Governor Phil Murphy has appointed Beth Noveck, a former Obama administration official, as the state’s first chief innovation officer.
“To reclaim our innovation economy, we must have fresh, cutting-edge ideas that will not only bring New Jersey into the 21st century but also improve the lives of our nine million residents,” Murphy said in a prepared statement.
Murphy said the CIO will be responsible for designing more effective and agile government services using new technology to solve problems, using “high-quality data,” and “collective intelligence” to better govern the state, and crafting policies related to new technology. She will be paid about $140,000 a year.
Noveck is a professor in the technology, culture, and society department New York University, where she directs the Governance Lab and its MacArthur Research Network on Opening Governance. She served in the Obama White House as the first United States deputy chief technology officer and director of the White House Open Government Initiative. UK Prime Minister David Cameron later appointed her senior advisor for open government.
She is a graduate of Harvard University and Yale Law School.
In addition to hiring Noveck, Murphy also re-established the state’s long dormant Commission on Science, Innovation, and Technology and the “Research with NJ” database of scientific and technological experts from the state’s research universities.
“For eight years, New Jersey’s reputation as a hub for technology and innovation languished,” Murphy said in a prepared statement after signing the bill. “Today, I’m pleased to sign legislation that re-establishes the New Jersey Commission on Science, Innovation and Technology to spur long-term planning, research and entrepreneurship in the Garden State. When coupled with the Research with NJ database, we now have two new tools to help jumpstart the state’s innovation economy.”
The commission had been formed in 1985 but was made non-operational in 2010 by the Christie administration. The Council will be charged with determining how to stimulate technology transfer between public and private research institutions of higher education and industry. The re-formed commission also adds “innovation” to its name. There are 17 people on the commission including the heads of the EDA, the secretary of higher education, and the commissioner of education.
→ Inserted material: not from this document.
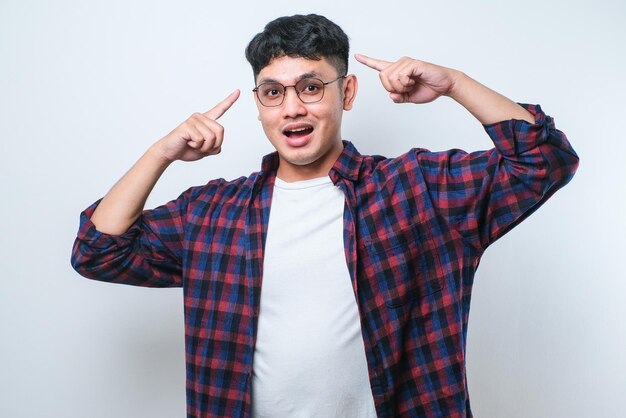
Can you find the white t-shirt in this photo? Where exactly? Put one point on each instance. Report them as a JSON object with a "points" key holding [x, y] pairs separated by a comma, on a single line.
{"points": [[309, 359]]}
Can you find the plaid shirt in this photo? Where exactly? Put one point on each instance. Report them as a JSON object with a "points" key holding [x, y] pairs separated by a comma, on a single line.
{"points": [[415, 228]]}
“Reinstating the NJ Commission on Science and Technology and adding ‘Innovation’ to its name both emphasizes the rich history and the importance to NJ of innovation as an economic driver,” said Assemblyman Andrew Zwicker, who is the chair of the Assembly Science, Innovation and Technology Committee. “The past work of the Commission accounted for economic growth, job creation, and aid in the positioning of New Jersey as a global leader and I expect great things from this body of science and technology experts as we move forward.”